I remembered my Girl State days. The last time I tried to move the words from within my lungs to the air, I couldn’t get them out. That last time, I was overcome with happiness. This time I was overcome with a mixture of emotions none of which would leave me in a safe position to sing of my beautiful home state. Would I choke this time too? I gave my Aunt a non-answer hoping she would forget and drop the request. I refreshed my memory on the lyrics just in case but knew I did not sing for people, only to myself in my own queer little way. My Aunt does not forget what she asks, and so I obliged, stood from my seat, and pretended I was alone.
These green hills and silver valley’s are my home.
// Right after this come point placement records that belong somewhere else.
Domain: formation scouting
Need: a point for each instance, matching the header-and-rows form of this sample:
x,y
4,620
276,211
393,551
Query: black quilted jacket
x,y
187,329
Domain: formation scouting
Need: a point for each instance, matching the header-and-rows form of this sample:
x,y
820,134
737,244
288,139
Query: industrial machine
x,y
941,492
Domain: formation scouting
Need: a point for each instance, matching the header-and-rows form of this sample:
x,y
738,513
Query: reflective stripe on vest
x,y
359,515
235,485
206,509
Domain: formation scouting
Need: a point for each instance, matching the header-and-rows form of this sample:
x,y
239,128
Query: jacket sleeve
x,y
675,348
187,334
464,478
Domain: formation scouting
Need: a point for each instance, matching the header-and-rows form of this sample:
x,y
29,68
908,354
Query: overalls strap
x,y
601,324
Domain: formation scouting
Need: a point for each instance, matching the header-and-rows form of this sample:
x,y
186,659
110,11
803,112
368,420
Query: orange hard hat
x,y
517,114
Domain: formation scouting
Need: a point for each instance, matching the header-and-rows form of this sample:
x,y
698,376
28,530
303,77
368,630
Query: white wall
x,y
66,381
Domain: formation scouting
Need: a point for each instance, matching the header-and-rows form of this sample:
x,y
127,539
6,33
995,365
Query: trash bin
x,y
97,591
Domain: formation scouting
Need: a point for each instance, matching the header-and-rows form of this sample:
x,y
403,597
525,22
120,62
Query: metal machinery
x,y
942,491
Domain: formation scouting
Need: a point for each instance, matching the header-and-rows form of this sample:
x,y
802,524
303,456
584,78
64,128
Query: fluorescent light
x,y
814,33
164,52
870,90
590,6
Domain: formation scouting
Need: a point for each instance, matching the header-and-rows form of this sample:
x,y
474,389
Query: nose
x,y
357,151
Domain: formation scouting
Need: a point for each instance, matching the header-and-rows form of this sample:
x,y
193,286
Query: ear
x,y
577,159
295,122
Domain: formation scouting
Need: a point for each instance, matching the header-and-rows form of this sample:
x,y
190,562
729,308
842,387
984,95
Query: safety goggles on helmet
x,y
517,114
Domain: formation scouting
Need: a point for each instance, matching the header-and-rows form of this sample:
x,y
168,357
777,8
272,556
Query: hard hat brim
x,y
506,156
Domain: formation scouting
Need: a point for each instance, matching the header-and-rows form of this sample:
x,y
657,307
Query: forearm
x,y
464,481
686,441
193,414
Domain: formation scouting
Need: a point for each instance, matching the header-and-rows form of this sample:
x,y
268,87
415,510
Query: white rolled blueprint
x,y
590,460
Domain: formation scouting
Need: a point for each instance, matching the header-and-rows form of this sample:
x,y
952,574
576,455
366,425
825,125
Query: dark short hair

They belong to me.
And to all of her sons and daughters may they be strong and forever free.
Let us live to protect her beauty and look with pride on the golden dome.
They say home is where the heart is.
These green mountains are my home.
These green mountains are my home.
I felt the last word “home” fall from my lips as silently as the wind in the grass and wondered if it was audible. I was tired, but blissfully happy. There was no place I would rather be than in those hills at that time surrounded by those people. That was home.
The following day was the same confused, excited, packing adventure that brought me to California, Mexico and beyond. I slipped my red shoes on and pulled luggage after me. I left behind little pieces of me on sticky notes which promised to keep company the blank mirrors, windows, and walls. I left behind words on everything. They are stories. They are life. They are God.
In the airport I was everything the security guards despise—blonde, forgetful, spacey, and over-packed. I blame the hour and my inexperience flying. One day I would travel the world, and then security guards wouldn’t roll their eyes at me. Once through I sought out a quiet, small, secure corner, stacked my bags and curled up again. I let my eyes close and my unconscious thoughts flitted busily and uncontrollably. I relocated to my final proper waiting place and somehow found myself slumping into my plane seat. I closed my eyes and only woke to feel the rapid accelerating sensation of lift off. We were already high into the stars and traveling away from my California home. I saw the pulsing light on the plane wing; the blue-gleam of the stars, and nothing more, for the rest was a blur of water. My fireflies below were drowning in my tears, and I couldn’t save them and I selfishly didn’t care. Tucking my legs up to my chest once more I held myself with my arms to catch the rain which fell hot and salty into my lap. What did I cry for…I cried for Milagros, my little Mexican sister with only a hand spun bracelet for a memory. I cried for my bedroom window into which I had had to break through. I cried for Daniel in Costa Rica, the first person who smiled the courage into me to speak a language not my own. I cried for the church piano whose perfect, ivory keys longed to make beautiful music. I cried for my friends at Azusa University and for the little town of Whittier, for the Whittier library, and friends either on the bookshelves or behind the desk, and most of all I cried for the hills, the sun, and the two beautiful souls sleeping at home who allowed a fairy-sprite to enter their lives.
“Home,” I whispered caressing the word. I dropped my bags in our Vermont mudroom to lift my nose to the air for the smell of “Bassette.” I was told when away from home for a long time we smell the legacy of our family. Home still smelled of winter for snowflakes had begun to fall. I untied my dusty red shoes. Holding them by the strings I carried them and my luggage up the stairs allowing my hand to brush the tiny hand prints of my siblings painted onto the wall years ago. I set my little red shoes beneath my bed and sat on the mattress above them content to take delight in the little joyous things I saw.
Soft footsteps walked below. Setting my bags down with care, I moused my way down the creaky stairs and peeked into the living room. “Home,” I breathed for the final time my face pressed into the soft-brushed wool-jacket of my Father.